Attorney Casey Colburn, representing Gilligan’s owner Scott Smith, said the establishment is currently in mediation with Sarasota County to determine if a special exception might be granted allowing a later cutoff time for live music – this, despite the county’s commissioners rejecting the request by a 4-1 vote back in January.
District 2 commissioner Mark Smith, a Siesta Key resident, provided the lone vote in favor. That request included that live music could go as late as 2 a.m., which is when Gilligan’s closes.
Currently, the establishment (located at 5253 Ocean Blvd. in the Siesta Key Village) can’t host live music past 10 p.m. After that, it plays recorded music.
A July 26 mediation session with a special magistrate was held but did not result in a decision. It will be continued, if needed, at 9 a.m. Sept. 13 in the commission chambers at 1660 Ringling Blvd. The proceedings will be open to the public.
Under Florida law, Colburn said, the county is obliged to negotiate in good faith in a mediation setting.
Following the July 26 proceedings, Colburn emailed assistant county attorney David Pearce a proposal that included no live music on the back patio stage past 10 p.m. and all live music would end at midnight seven days per week. Pearce responded Aug. 15 that staff did not feel comfortable recommending Colburn’s proposal to the county commissioners, as it did not adhere to the “scientific approach” stipulated during the July 26 hearing, which would include a sound engineer’s evaluation of sound mitigation for the property.
In general, the maximum level of decibels allowed in the Village’s business district is 75. Under its current ownership, Gilligan’s has only had one noise-related complaint filed, according to county records.
“We know we can control the sound because we’ve been controlling it for 20 years,” Colburn said.
Colburn claims that county commissioners initially voted on a flawed report presented by county staff members that did not properly reflect changes to the Gilligan’s application — changes that eliminated the establishment’s interest in having live music in its back parking lot in an area that faces a residential neighborhood. This was explained by Colburn to the Sarasota County Planning Commission, which first heard the request in December, and then approved the application by a 5-0 vote.
Colburn said the intention was never to regularly include live music performance in the back parking lot, but the area was included in the special exception request so his client would not have to go through the costly process again if it chose to expand into that area in the foreseeable future. But since that possible scenario appeared to be the hold-up for approval by planners, Coburn convinced his client to remove it from the application.
However, when the application was presented Jan. 31 to the county commission, changes to the staff report were not completed and the parking lot was still included. Colburn said he was surprised, but expected commissioners to approve the special exception anyway, based on the planning commission’s recommendation. Instead, the commission voted it down.

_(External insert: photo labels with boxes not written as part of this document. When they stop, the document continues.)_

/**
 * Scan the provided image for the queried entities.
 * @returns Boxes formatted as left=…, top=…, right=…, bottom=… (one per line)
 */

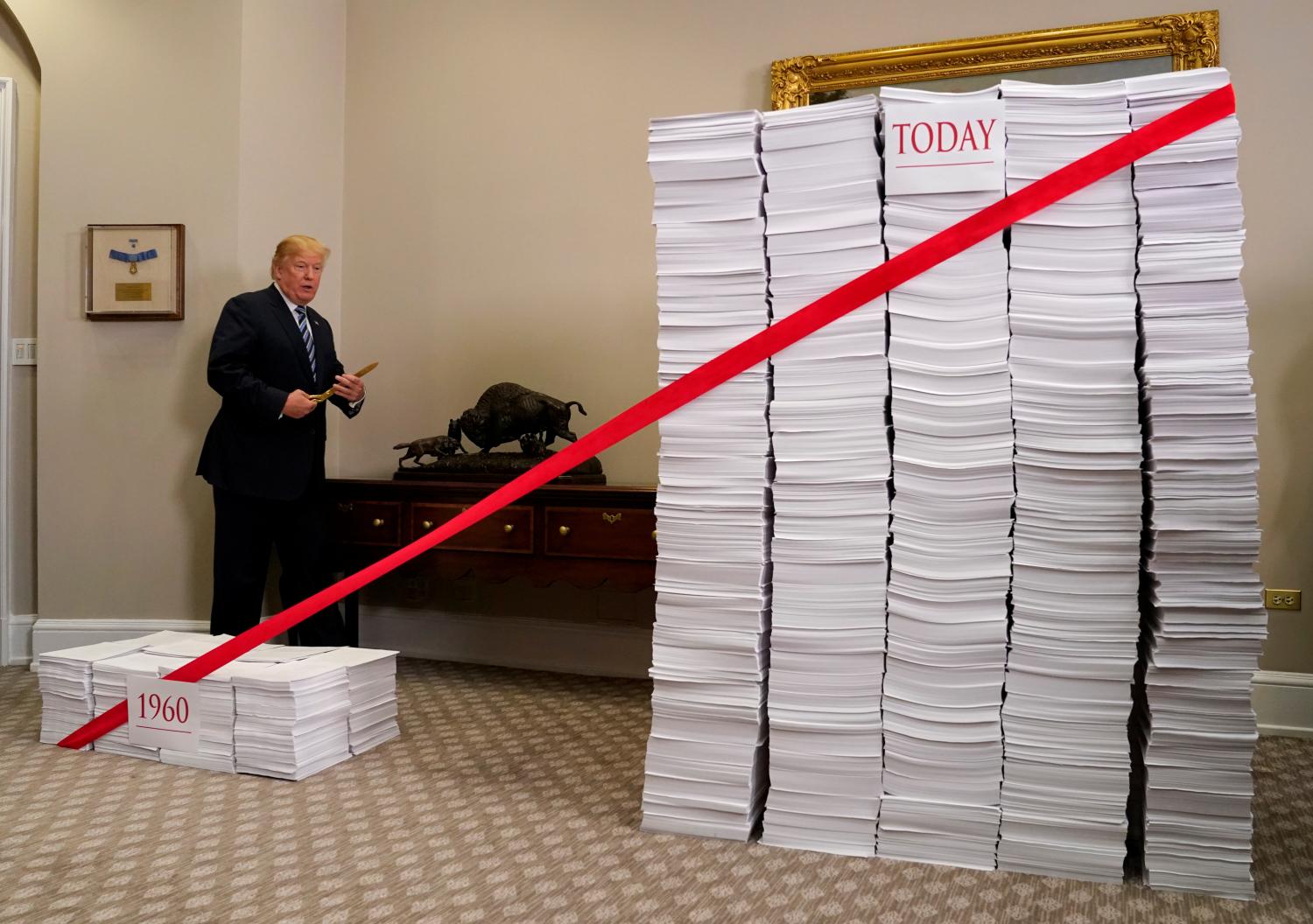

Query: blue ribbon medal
left=109, top=238, right=159, bottom=275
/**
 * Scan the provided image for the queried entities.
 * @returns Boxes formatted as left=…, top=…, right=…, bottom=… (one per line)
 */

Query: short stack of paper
left=1127, top=68, right=1266, bottom=900
left=643, top=112, right=771, bottom=840
left=228, top=658, right=351, bottom=780
left=307, top=648, right=402, bottom=755
left=37, top=632, right=186, bottom=751
left=92, top=646, right=184, bottom=760
left=877, top=87, right=1014, bottom=869
left=998, top=80, right=1144, bottom=882
left=159, top=664, right=236, bottom=774
left=762, top=96, right=889, bottom=856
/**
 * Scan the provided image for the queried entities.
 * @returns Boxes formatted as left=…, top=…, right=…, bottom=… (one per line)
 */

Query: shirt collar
left=273, top=283, right=310, bottom=314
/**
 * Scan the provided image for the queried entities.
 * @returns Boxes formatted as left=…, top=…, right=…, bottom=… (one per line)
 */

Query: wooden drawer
left=410, top=504, right=533, bottom=556
left=330, top=500, right=402, bottom=546
left=544, top=507, right=656, bottom=562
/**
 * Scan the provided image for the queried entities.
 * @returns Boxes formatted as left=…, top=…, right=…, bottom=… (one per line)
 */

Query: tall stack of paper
left=228, top=658, right=351, bottom=780
left=1127, top=68, right=1266, bottom=898
left=307, top=648, right=402, bottom=755
left=92, top=651, right=185, bottom=760
left=643, top=112, right=772, bottom=840
left=998, top=80, right=1144, bottom=882
left=762, top=96, right=889, bottom=856
left=877, top=87, right=1014, bottom=869
left=37, top=632, right=186, bottom=751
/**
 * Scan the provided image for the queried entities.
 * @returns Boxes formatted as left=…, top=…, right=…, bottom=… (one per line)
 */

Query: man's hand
left=333, top=373, right=365, bottom=402
left=283, top=388, right=318, bottom=417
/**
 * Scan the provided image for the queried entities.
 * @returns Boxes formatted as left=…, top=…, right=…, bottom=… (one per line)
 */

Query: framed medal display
left=84, top=225, right=186, bottom=320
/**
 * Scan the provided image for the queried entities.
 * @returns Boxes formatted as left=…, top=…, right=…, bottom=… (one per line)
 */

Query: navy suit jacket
left=196, top=285, right=360, bottom=500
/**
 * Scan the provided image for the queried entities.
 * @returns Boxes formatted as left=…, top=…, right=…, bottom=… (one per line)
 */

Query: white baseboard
left=29, top=619, right=210, bottom=668
left=1254, top=671, right=1313, bottom=738
left=360, top=606, right=653, bottom=677
left=0, top=613, right=37, bottom=667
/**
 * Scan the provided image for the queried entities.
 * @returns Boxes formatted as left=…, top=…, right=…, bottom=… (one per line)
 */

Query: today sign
left=882, top=99, right=1008, bottom=196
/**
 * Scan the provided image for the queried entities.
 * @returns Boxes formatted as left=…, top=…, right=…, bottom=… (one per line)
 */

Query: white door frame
left=0, top=78, right=18, bottom=666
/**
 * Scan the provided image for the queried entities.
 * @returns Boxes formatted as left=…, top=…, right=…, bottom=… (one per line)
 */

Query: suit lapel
left=268, top=284, right=319, bottom=388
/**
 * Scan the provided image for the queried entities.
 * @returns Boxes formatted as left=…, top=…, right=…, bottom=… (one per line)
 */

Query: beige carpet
left=0, top=661, right=1313, bottom=924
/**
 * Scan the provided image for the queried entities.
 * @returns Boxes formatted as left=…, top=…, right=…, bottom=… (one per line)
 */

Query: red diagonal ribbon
left=60, top=84, right=1236, bottom=748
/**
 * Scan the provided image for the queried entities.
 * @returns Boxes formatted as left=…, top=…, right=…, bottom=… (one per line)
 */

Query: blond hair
left=270, top=234, right=333, bottom=280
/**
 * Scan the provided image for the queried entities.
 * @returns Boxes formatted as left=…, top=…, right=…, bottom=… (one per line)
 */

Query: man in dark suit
left=196, top=235, right=365, bottom=645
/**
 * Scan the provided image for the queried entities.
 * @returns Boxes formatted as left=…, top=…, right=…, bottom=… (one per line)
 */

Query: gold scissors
left=310, top=362, right=378, bottom=404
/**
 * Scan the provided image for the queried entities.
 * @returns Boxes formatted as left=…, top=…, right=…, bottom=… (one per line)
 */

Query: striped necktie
left=293, top=304, right=319, bottom=381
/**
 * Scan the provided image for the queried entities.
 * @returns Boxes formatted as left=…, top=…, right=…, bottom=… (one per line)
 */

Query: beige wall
left=0, top=5, right=41, bottom=616
left=12, top=0, right=1313, bottom=671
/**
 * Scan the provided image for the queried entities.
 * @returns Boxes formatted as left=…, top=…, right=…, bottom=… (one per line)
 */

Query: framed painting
left=84, top=225, right=186, bottom=320
left=771, top=10, right=1221, bottom=109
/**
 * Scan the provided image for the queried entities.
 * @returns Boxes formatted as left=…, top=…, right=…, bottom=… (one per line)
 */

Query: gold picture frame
left=771, top=10, right=1220, bottom=109
left=83, top=225, right=186, bottom=320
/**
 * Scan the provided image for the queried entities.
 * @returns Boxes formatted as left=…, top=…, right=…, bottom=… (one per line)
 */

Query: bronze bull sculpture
left=457, top=382, right=588, bottom=454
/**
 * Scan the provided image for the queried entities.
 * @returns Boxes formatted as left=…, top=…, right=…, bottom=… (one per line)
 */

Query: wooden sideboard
left=328, top=478, right=656, bottom=645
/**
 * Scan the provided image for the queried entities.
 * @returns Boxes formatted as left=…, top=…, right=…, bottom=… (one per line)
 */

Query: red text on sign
left=890, top=118, right=998, bottom=154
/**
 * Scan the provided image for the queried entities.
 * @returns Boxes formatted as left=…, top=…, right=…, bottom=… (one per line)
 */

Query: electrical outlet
left=1263, top=588, right=1302, bottom=609
left=12, top=338, right=37, bottom=367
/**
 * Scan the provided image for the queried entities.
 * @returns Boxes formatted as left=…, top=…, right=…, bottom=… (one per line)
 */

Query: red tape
left=60, top=84, right=1236, bottom=748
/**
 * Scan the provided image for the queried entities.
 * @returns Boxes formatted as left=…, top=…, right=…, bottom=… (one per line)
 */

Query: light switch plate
left=1263, top=587, right=1302, bottom=609
left=11, top=338, right=37, bottom=367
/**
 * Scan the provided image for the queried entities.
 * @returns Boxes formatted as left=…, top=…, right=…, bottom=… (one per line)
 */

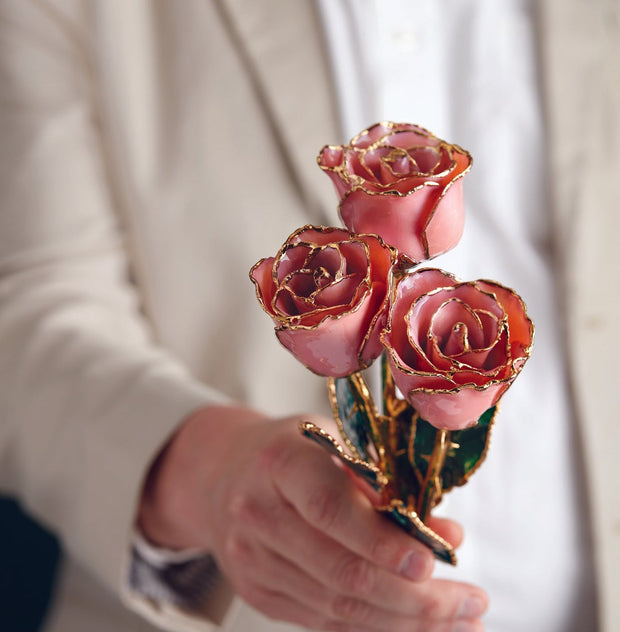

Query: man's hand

Then, near the end of the meeting, an additional motion for reconsideration was rejected by a 3-2 vote with Smith and former commissioner Nancy Detert in favor.
The idea of live music going until 2 a.m. was a concern that some commissioners voiced during the denial. Whether or not the potentially misrepresented parking lot topic played a role is uncertain.
“The staff didn’t disclose the information to the commission,” Colburn said. “So, the commission was in the dark about these mistakes.”